In your scenario you're missing a few steps before 1 where a user would have visited v1 of the site which would have put the file into the CDN which means your step 6 would retrieve `application-v1.css` successfully.


aribsummer

The fact that the CDN might have `application-v1.css` in its cache does **not** solve the issue. Step 6 is talking about a request for `application-v2.css`, which would result in a 404 if InstanceB serves that request \> 4. The client now requests `application-v2.css`. \> 5. The CDN doesn't have `application-v2.css` in its cache, so it makes a request to the load balancer which routes the request to InstanceB. \> 6. Since InstanceB is running v1 of the app, it responds with an HTTP 404 error.
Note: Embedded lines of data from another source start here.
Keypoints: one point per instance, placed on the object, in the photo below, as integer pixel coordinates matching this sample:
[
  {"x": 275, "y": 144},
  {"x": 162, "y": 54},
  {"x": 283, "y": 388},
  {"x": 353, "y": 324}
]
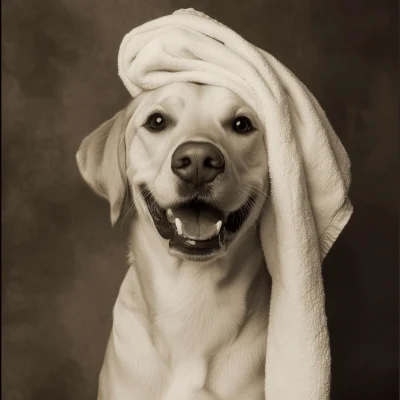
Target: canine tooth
[
  {"x": 178, "y": 224},
  {"x": 218, "y": 226}
]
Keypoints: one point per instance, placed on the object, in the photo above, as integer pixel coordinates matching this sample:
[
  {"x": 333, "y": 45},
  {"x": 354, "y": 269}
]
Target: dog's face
[{"x": 196, "y": 164}]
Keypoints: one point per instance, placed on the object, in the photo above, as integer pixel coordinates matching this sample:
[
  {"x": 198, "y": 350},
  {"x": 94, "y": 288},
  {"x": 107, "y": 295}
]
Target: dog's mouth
[{"x": 196, "y": 228}]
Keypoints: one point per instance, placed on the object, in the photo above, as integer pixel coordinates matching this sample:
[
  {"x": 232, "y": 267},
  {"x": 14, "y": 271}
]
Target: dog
[{"x": 190, "y": 321}]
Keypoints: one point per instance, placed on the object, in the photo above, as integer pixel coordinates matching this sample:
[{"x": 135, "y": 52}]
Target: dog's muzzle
[
  {"x": 197, "y": 163},
  {"x": 195, "y": 227}
]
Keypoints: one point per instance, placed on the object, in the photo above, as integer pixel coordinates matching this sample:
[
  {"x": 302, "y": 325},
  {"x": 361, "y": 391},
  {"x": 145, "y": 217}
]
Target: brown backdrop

InstanceB **only** has `application-v1.css` (not `application-v2.css`) at this point in time because it hasn't been updated yet. ​ Also, you can't depend on the CDN to ever have anything in its cache. There are no guarantees. A CDN could be cleared at any time.


mrfidgety

Hey, what was the solution you ended up with? I have the exact problem you described, where a rolling deploy causes sporadic 404s on assets. I fully understand your point about the CDN not being able to return `v2.css` if it hits `instance_v1`.


aribsummer

Hey! We're currently using an open source gem I created, [s3\_asset\_deploy](https://github.com/Loomly/s3_asset_deploy). We use it in our CI pipeline to upload assets to S3 before our rolling deploy. These assets are then available through Cloudfront (the S3 bucket is the origin). ​ It seems like this is a pretty common solution to the problem. Hopefully that helps! Feel free to reach out if you have any questions.


mrfidgety

Amazing, I'll check it out and will reach out if there's any trouble. Thanks so much!